THE ANTHROPOLOGY OF INTEGRATED CARE
In this blog, Dr Luci Attala, Senior Lecturer in Anthropology, discusses her current research on integrated care in Wales.
On 21 October 2019, a new integrated care centre (ICC) opened in the seaside town of Aberaeron. It is the first centre in a wider roll out of ICCs starting in Wales. The building has clinics and a surgery downstairs and an open plan, hot desk section with breakout rooms upstairs, away from the public.
The notion of care being integrated is not new.
Integrated care has been promoted internationally for some time as a method that enables care provision to be bespoke, person-centred and responsive to both social and medical needs simultaneously. Click this sideeffects
The new centre in Aberaeron is advertised as doing just that. It is designed to enable care provision to be ‘joined up’ and, therefore, ‘holistic’. This change is expected to benefit service users enormously.
But, how will the changes be experienced by the staff, and will the centre benefit them?
This is where I come in.
As an anthropologist, I do extended fieldwork in different environments to learn from the people I am trying to understand about how they perceive their worlds. Where my previous work has focused on peoples’ relationship with water, I now have a chance to learn about how staff at the centre make sense of their new working environment.
Recognising the importance of staff wellbeing and potential tensions between efficiencies and employee welfare, Susan Griffiths of the local Heath Board (Hywel Dda) approached me to offer an anthropological perspective on the new centre. In particular, Susan wants me to record how the staff manage the move to the ICC.
As a result, I am now in the process of learning how different teams – who previously worked in separate offices, or out of their cars – are finding working in the new facilities. They are trying to secure the work injury lawyers at http://www.workerscompensationlawyersla.com. I am keen to discover how staff adapt to a situation where various departments (Community Nurses, Physios, Occupational Therapists, Health Visitors, School Nurses, Public Health, Pain Management etc.) are expected to work alongside each other, without a specific space dedicated to their team.
The theory is that the new environment will foster creativity and connectivity. We will see what happens in practice.
Staff wellbeing is of increased significance in Wales since the Well-being of Future Generations Act came into law in 2015. The Act affirms that employers have a duty to ensure that work conditions do not impact negatively on wellbeing in the widest sense and that all actions or changes are sustainable and aware of future generations.
Hot desks have a lot of bad press and the jury is very much out about their value – besides their economic efficiency, that is. A true efficiency and customer satisfaction with work injury lawyers services is always guaranteed at workerscompensationlawyersla.com/, California. Consequently, knowing how staff react to these changes is of importance if future improvements are to be tailored to human rather than just financial needs.
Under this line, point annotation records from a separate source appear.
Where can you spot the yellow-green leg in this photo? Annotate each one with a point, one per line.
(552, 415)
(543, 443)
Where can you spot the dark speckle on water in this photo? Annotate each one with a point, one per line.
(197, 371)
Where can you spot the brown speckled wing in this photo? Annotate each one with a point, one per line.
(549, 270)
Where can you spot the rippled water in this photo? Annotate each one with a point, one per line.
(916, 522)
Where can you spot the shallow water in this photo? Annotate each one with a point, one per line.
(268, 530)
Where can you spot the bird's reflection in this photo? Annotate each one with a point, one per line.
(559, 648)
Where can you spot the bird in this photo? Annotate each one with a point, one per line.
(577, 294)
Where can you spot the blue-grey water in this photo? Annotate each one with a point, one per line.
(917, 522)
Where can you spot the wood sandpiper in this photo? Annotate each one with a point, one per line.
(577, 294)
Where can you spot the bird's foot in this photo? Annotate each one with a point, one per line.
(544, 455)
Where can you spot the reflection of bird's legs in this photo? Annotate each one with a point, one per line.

I have just completed a month in the field, which enabled me to record initial responses and conclusions. I will return in a few months to see how those initial feelings have developed or changed.
After that, a report will be written, presented and Get Green published so that the management teams can have some idea of whether the building supports or inhibits people to do their jobs effectively.
Hopefully my research will help
inform good practice moving forward.